La direction de Hopper est sobre et n'a rien de spectaculaire, contrairement (encore une fois) à certaines autres production de l’époque. C'est le drame policier standard. Les séquences d'action sont lentes, mais dans le bon sens du terme, bonne lisibilité et aucune surenchère. Une scène en particulier qui montre de grandes qualités de réalisateur implique une bagarre entre deux hommes dans l'espace exigu d'un restaurant de cuisine. Sans avoir la chorégraphie millimétrée d'autres mêlées cinématographiques, mais en nous donnant vraiment le sentiment que les deux hommes impliqués (et peut-être même les acteurs) sont en réel danger.
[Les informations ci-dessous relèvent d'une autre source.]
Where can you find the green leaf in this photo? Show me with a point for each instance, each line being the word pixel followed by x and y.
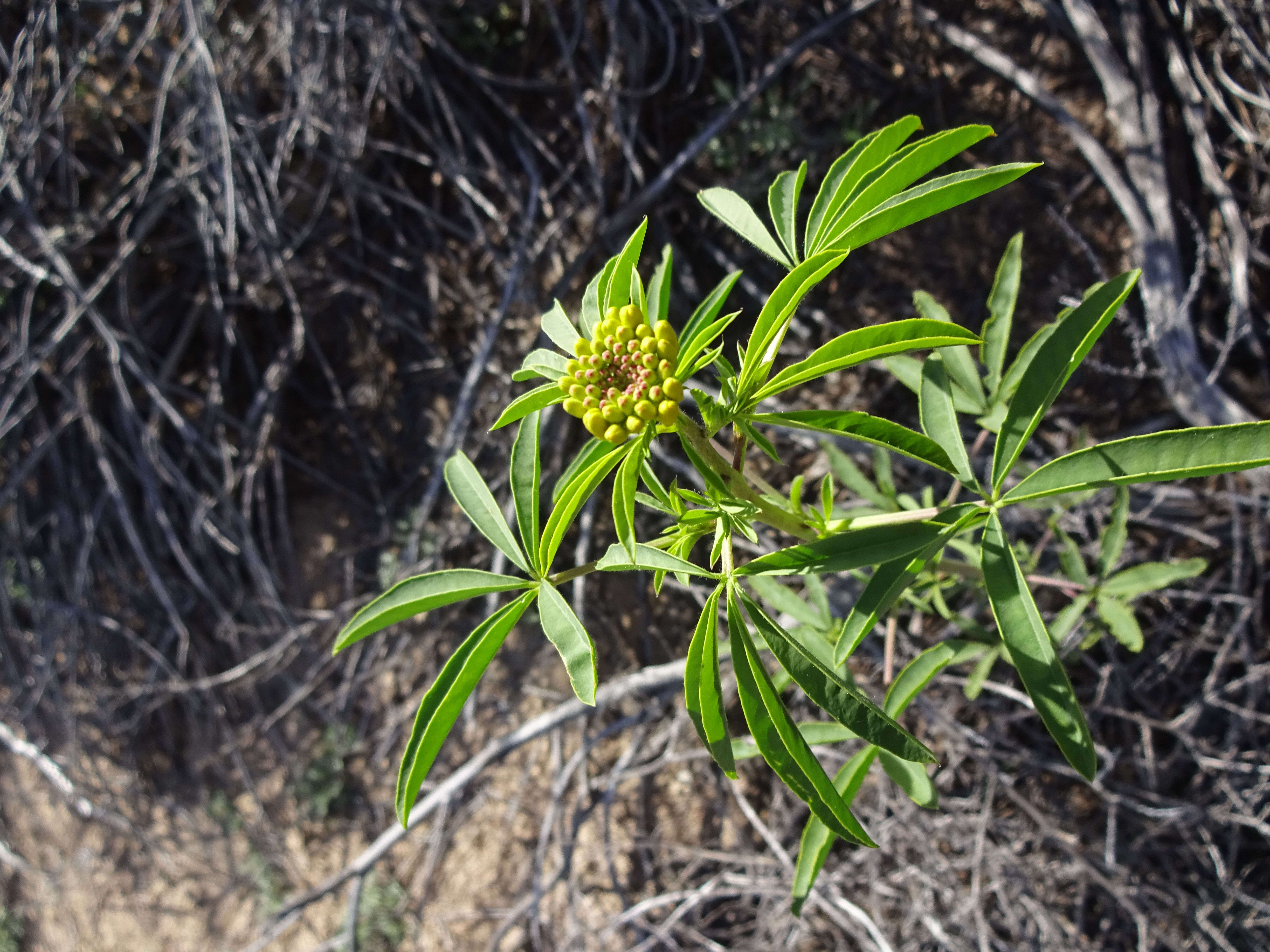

Un seul réel défaut peut-être, le rythme, assez inégal, mais en y réfléchissant, c’est un film sur la vie de tous les jours, et le rythme de la vie est lui aussi parfois rapide, parfois lent, on sent tout de même passer les 1h50 de film par moments.
Parlons de deux seconds rôles intéressants de par leurs interprètes. En plus du petit rôle de Don Cheadle, encore tout jeune à l’époque et n'ayant pas vraiment l’occasion de déployer un réel jeu d'acteur dans un rôle assez taciturne. Il y a aussi un tout jeune Damon Wayans, (le papa de Ma Famille d’Abord, pour le replacer) qui était un comédien à peine connu à l'époque (ce film date d’avant la série "In Living Color"). Et déjà à l’époque, c’est le ressort comique du film. Il débarque tel une fausse note au milieu de la partition à chaque scène en essayant de jouer la comédie, c’est vraiment hilarant parfois, et c’est un sacré pari d'en faire un membre d'un gang incapable de rester à l'écart des médicaments, un parti pris plutôt appréciable dans l'ensemble.
La partie la plus intéressante du métrage est la relation entre Hodges et McGavin. Elle commence comme convenu, avec le vétéran blasé et la recrue contrariée de devoir accomplir un partenariat avec toute la tension que cela engendre. Un film conventionnel aurait voulu qu'ils s'entraident au cours d'une confrontation finale pénible avec l'ennemi, gagnent le combat, et en sortent plus fort par la suite. Cependant, comme dit plus haut, le scénario est plus malin que ça, et apporte une touche de réalisme bienvenue, assez satisfaisant.